Or, I wasn’t. After years of lamenting my lack of cruel streak, I have finally found my inner garden warrior.
This spring, as usual, I set about the annual task of assessing what is sprouting in the garden. Some things, like my Rambling Rose of Death, I recognize immediately. But what about all the many unfamiliar stems and stalks?
I go through this every year. Because I tend to let the garden self-regulate as the summer wears on, I often struggle to establish order when spring comes around. Just figuring out what’s a weed and what’s a beloved perennial takes up a good chunk of my gardening time.
I follow a three-step process for identifying the mystery plants.
1. I look for placement. If a plant is growing randomly all over the garden, there’s a good chance it’s an interloper.
2. I wait. As the plant grows, I might recognize it, either from memory or from a reference photo. The trick is remembering to keep an eye on it while it’s small; forget about it for a month or two, and suddenly my garden is 90 percent bindweed.
3. I see if I can find something similar growing elsewhere, such as at the garden center.
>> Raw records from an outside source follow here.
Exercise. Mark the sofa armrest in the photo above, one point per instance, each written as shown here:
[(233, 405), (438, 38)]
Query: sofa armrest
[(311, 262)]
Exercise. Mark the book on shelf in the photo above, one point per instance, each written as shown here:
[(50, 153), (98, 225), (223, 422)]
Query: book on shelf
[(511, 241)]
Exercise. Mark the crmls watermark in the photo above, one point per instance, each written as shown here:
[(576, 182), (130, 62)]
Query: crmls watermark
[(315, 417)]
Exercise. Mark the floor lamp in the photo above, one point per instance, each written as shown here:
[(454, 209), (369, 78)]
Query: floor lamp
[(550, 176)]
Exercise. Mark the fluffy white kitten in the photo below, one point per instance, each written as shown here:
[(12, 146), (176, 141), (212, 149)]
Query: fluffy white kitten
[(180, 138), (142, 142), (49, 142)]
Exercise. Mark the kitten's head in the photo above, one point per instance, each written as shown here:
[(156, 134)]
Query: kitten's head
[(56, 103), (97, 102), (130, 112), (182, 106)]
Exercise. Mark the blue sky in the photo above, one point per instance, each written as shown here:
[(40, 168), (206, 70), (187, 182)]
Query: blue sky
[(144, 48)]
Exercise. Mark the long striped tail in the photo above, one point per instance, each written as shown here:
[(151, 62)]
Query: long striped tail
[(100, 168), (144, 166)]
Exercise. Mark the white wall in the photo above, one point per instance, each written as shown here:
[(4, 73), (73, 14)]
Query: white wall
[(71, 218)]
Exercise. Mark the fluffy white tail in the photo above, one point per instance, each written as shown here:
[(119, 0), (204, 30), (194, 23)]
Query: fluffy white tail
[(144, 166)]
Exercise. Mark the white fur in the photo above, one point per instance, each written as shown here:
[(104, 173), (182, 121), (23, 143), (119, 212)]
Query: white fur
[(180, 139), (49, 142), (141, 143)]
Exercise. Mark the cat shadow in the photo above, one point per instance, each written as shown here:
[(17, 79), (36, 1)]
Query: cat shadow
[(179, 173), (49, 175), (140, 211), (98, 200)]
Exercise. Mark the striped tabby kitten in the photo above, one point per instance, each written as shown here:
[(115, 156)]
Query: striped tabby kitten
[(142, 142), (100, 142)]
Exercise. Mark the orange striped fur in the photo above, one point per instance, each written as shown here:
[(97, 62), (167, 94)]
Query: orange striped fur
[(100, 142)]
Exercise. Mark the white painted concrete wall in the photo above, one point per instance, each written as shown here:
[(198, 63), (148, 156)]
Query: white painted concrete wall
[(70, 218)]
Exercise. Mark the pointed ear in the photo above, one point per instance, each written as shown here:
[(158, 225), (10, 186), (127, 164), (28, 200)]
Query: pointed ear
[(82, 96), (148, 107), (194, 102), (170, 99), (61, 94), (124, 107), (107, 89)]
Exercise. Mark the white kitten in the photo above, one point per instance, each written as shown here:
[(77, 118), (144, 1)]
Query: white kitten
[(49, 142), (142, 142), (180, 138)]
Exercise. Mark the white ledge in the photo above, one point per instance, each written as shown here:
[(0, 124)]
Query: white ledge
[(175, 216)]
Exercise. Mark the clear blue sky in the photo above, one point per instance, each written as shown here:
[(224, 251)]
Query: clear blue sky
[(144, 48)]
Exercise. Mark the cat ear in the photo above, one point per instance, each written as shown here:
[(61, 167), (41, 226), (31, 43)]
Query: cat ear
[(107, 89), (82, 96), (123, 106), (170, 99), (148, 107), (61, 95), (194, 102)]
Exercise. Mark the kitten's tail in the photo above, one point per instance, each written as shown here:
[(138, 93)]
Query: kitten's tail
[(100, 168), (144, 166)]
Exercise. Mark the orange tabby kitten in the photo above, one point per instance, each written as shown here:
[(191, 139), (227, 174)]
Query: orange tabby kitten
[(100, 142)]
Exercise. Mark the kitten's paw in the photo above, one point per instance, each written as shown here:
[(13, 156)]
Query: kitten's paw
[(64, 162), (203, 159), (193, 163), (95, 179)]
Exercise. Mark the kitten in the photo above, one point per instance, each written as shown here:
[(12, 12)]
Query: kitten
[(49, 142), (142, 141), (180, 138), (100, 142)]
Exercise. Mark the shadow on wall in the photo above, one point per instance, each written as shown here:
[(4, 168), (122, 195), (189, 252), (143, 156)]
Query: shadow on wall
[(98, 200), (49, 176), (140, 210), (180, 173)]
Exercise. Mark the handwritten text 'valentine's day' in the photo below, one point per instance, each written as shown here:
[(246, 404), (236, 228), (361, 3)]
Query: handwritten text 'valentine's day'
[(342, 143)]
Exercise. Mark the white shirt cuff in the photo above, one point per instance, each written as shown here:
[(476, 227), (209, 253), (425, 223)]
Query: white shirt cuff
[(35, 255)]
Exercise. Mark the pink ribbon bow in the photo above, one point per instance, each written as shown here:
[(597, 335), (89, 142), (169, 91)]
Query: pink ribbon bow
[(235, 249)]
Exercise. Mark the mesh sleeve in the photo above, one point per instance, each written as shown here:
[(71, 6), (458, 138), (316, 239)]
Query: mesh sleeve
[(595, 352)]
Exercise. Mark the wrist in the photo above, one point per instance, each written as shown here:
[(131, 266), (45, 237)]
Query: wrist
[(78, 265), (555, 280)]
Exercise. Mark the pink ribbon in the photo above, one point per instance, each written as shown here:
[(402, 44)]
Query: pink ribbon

I also look for examples in the wild, paying close attention to plants that grow in waste areas or disturbed soil, as those places most closely resemble conditions in my garden.
In the past, if I was unable to make a determination using any of these criteria, the plant — weed or flower — would generally get to stay. I never had the heart to stand firm and grow only what I wanted, where I wanted. But this year, something in me snapped.
It started when I found a clump of leaves that at some point had taken up residence (or had been lovingly planted, who can remember?) in several spots in the garden. Already over a foot tall and almost ready to bloom, it was something I had seen often, but where?
My three-step ID process yielded no clues. The clumps seemed well established, but their unlikely placement — leaning into the phlox and crowding out the hosta — seemed suspect. I couldn’t, however, find any roadside or garden-center matches.
It wasn’t until I was poking around at the edge of the yard (while looking for a new garden area to claim as my own and later abandon) that I saw the same plant growing freely in the woods. It was dame’s rocket. An introduced species with pretty pink flowers, it grows all around our house. It’s also invasive enough to be prohibited in several states.
In the past, I would have grudgingly let the plants stay in the garden, telling myself that the line between flower and weed is an arbitrary one. “Weeds are just flowers growing in the wrong place,” I would say with a sigh. I wouldn’t have dared to add, “But if the garden is the wrong place, yank ’em.”
This year, however, I’ve realized that as a gardener, you can be a nature lover without being a pushover. Given a chance, nature will trample all over you and your precious daisies. You have to fight back.
So instead of resigning myself to a garden full of dame’s rocket, I jabbed my spade into the ground and lifted each clump out by the roots — without once apologizing. It was exhilarating.
I dumped the clumps on the compost pile, and, when I was sure the neighbors weren’t watching, danced around it while letting out a series of cathartic victory screams.
Still on my adrenalin rush, I then turned to an unidentified but suspicious looking fuzzy plant in the middle of the garden. Without a trace of guilt, I raised a pitchfork high above my head and brought it down full force into the plant’s base. Grinning like Jack Nicholson near the end of “The Shining,” I nodded at the impaled plant and whispered, “See ya.”
I don’t know if it will make me a better gardener in the long run, but so far, I’m really digging this ruthlessness thing.